Plan to open up tech sector’s ‘glass buildings’ to pupils

Sadiq Khan declined to take questions from the CNJ

Monday, 13th March 2023 — By Anna Lamche

steam

Dinah Caine speaking at the Google building

THE Town Hall has unveiled a new plan to help Camden’s schoolchildren and young people get closer to the new tech sector in King’s Cross.

Its STEAM (Science, Technology, Engineering, Arts, Mathematics) strategy was launched at the Google’s building on the redeveloped railwaylands on Friday.

And the aim is to open up opportunities in this “innovation district” – also home to global institutions like Google, the Francis Crick Institute and University College London –while changing the way pupils see the subjects.

In her speech, council leader Georgia Gould said: “I don’t know anywhere else globally that has this mix of academia, arts, science, engineering all in one place… but streets away we have some of the highest poverty, not just in the UK but also in Europe.”

“Young people said sometimes they felt like an island of poverty in between glass, and then for those young people who live further away from this area, the opportunities here might as well have been in Paris for how connected they felt to young people’s lives,” she said.

The council is seeking to partner local schools and colleges with businesses that can provide training, work experience and mentorship.

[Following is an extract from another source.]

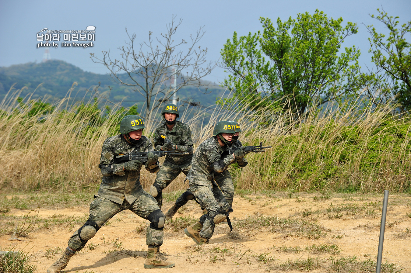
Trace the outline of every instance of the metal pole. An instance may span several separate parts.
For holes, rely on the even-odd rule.
[[[381,227],[380,229],[380,240],[378,242],[378,255],[377,256],[377,268],[376,273],[381,272],[381,260],[383,257],[383,245],[384,244],[384,232],[385,232],[386,218],[387,217],[387,206],[388,205],[388,190],[384,191],[384,202],[383,212],[381,216]]]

The STEAM strategy encourages children to think in an interdisciplinary way, making use of arts and science to problem solve.

Cllr Gould said of the scheme: “It’s felt sometimes we’re like a rebel alliance, where we’re working against the national framework, the national direction of policy – a lot of this stuff doesn’t sit in the curriculum, it’s something we’re developing alongside it.”

Meanwhile, chair of the Camden STEAM Commission Dinah Caine told the audience: “Young people want to see more integration between STEAM and arts subjects. At present, they feel that the education system makes them choose between creative or technically-minded.”

Ms Caine said she would like to greater numbers of local authorities pick up the interdisciplinary model: “As we move towards that next election, we seek to encourage all policymakers to progress on this agenda, and we hope that our work here in Camden will help provide a model,” she said.

Mayor of London Sadiq Khan said: “A free education is the foundation in which economic progress and societal cohesion are achieved. “We know this to be true and yet the scope of our curriculums have been squeezed ever narrower, and by extension, hopes and ambitions of the next generation of thinkers, designers, and problem solvers too. When we allow our children to explore, discover, and create, we all benefit.”

He didn’t take any questions from the CNJ.